Beautiful Soup is Beautiful
15 Dec 2011
Earlier, I wrote a post about having to populate a table with contact information for network administrators for secure VLANs. I had to do some housekeeping on our crusty database schema using SQLAlchemy to accomodate a couple of new tables. Now, it was time to populate the new firewall contact information table. A lot of the contact information could be found on an intranet site in a nice, neat, and most importantly scrapable table. Previously, I had been using either flat regex or lxml to scrape web pages, but now it was time to play it smart and have a slurp of some Beautiful Soup, a Python HTML parser for screen-scraping.
I had heard about Beautiful Soup before, but I had never gotten around to actually playing with it. I was trying out lxml but was put off by its confusing documentation and focus on XML rather than HTML. Boy am I glad that I tried Beautiful Soup. It makes parsing HTML as easy as navigating through the DOM in Javascript in terms of their similar APIs.
Obviously, I first had to make a request to the intranet site, which required authentication. Then I had to throw that HTML response into the stew so I could serve some delicious soup:
import urllib2
import base64
opener = urllib2.build_opener()
request = urllib2.Request("http://intranet.net.oregonstate.edu/private/firewall-contexts.php")
# authenticate
base64string = base64.encodestring('username:password')[:-1]
request.add_header("Authorization", "Basic %s" % base64string)
# request and convert to document tree
response = opener.open(request)
html = response.read()
soup = BeautifulSoup(html)
Here’s where it gets even easier. I simply needed to extract information from a table. So I grabbed the table, grabbed the rows from the table, and iterated through the rows. What was funny was that this old website had two HTML elements.
# get rows from content table
content = soup.findAll('html')[1] # page has two html elements
table = content.table
rows = table.findAll('tr')[1:] # ignore table header row
for row in rows:
firewall_contact = {}
tds = row.findAll('td')
# parse firewall context name
context = tds[0].findAll(text=True)[0]
# parse description
description = tds[1].findAll(text=True)[0]
# parse administrators
try:
administrators = tds[2].findAll(text=True)[0].split(',')
except IndexError:
pass
What was also funny was that some of the names in the table weren’t their given names. I needed the exact name so I could query for their contact information in LDAP so I wrote a silly hard-coded function that translated names like Andy to Andrew.

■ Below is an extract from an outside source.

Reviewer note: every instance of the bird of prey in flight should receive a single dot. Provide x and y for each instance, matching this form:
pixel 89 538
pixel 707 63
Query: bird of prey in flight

# lookup adminstrator contact information from ldap
info = None
for administrator in administrators:
name = full(administrator.strip()).split(' ')
if len(name) == 2:
info = ldap_search(first_name=name[0], last_name=name[1])
if not info:
info = ldap_search(first_name=full(name[0]), last_name=name[1])
if not info:
info = ldap_search(first_name=full(name[0], alt=True), last_name=name[1])
if not info:
continue
break
else:
continue
Then I just parsed the rest, threw them into a list of dictionaries, and returned them for SQLAlchemy to have its way with them dictionaries. Nothing like Alchemizing some Beautiful Soup in a stirring cauldron on a cold evening.
# parse vlan ids
vlans = []
vlan_texts = tds[3].findAll(text=True)
for vlan_text in vlan_texts:
try:
matches = vlan_regex.findall(vlan_text)[0]
for match in matches:
if match:
vlans.append(match)
except IndexError:
pass
# add firewall contact to list of firewall contacts
for vlan in vlans:
firewall_contact = {}
firewall_contact['context'] = context
firewall_contact['description'] = description
firewall_contact['vlan_id'] = vlan
get_ldap_info(info, firewall_contact)
if not 'name' in firewall_contact:
firewall_contact['name'] = administrators[0]
firewall_contacts.append(firewall_contact)
return firewall_contacts
If I ever have to screen-scrape flat HTML pages again, Beautiful Soup will be my go-to parser.